The key to grilling the perfect steak is sealing in the juice without overcooking the meat. For equipment, you'll need a grill, a large spatula, a set of tongs, paper towels, oil for the grill, a grill brush or stone and an instant-read thermometer.

As always, follow safe food -handling practices: store raw meat on the bottom shelf in the refrigerator, below fresh and prepared food; always clean your utensils, hands and work surfaces thoroughly after handling raw meat; and never put cooked meat back on a raw-food platter.

Bon appetit!

Kristen Desmond, a freelance food writer and chef, has fond childhood memories of watching her dad grill just about everything, including the Thanksgiving turkey.

  • 1 Skill level

    1 out of 5

  • 6 Steps

  • 25 Materials

  • Step 1 Select the steak

    Grilling the perfect steak starts with selecting the right cut of beef.

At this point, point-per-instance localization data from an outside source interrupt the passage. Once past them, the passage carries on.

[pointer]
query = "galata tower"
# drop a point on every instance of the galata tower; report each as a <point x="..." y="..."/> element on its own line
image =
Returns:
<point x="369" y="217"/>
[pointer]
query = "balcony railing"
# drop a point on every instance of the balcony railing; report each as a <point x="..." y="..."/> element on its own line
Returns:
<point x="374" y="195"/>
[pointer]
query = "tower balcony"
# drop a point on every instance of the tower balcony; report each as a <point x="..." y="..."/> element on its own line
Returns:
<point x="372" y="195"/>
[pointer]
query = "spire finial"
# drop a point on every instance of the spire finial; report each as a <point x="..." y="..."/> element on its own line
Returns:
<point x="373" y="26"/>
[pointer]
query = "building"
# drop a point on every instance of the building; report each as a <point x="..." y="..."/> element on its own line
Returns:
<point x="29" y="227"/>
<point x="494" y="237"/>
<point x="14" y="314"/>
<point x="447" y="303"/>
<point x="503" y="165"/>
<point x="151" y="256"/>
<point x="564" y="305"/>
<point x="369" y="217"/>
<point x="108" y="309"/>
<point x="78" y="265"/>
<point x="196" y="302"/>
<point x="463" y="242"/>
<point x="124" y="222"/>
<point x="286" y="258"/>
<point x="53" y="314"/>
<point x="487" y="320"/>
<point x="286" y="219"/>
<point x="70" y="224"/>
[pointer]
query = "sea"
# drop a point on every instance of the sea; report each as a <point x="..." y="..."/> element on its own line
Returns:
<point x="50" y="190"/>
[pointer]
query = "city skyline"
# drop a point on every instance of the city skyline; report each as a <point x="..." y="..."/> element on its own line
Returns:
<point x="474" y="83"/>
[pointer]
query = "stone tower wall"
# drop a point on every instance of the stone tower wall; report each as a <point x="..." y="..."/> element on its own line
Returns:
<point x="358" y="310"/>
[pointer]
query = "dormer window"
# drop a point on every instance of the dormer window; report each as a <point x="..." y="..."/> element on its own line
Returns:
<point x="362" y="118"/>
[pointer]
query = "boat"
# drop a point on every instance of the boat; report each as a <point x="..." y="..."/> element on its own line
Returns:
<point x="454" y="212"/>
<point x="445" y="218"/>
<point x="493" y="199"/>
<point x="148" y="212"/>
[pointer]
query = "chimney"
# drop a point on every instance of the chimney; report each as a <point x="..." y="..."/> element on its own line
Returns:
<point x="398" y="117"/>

Grilling is considered a “dry” method of cooking beef — as opposed to “wet” methods that involve cooking beef in liquid, such as braising or stewing. Because dry methods don’t tenderize the meat, you’ll want to choose tender cuts such as New York strip steaks, T-bones, filet mignon, sirloin, Porterhouse or rib-eyes about 1 inch thick. The best quality beef is grass-fed and free of antibiotics or hormones. Select steaks that have some “marbling” of fat, which makes them juicy and flavorful. When in doubt, ask your butcher for guidance.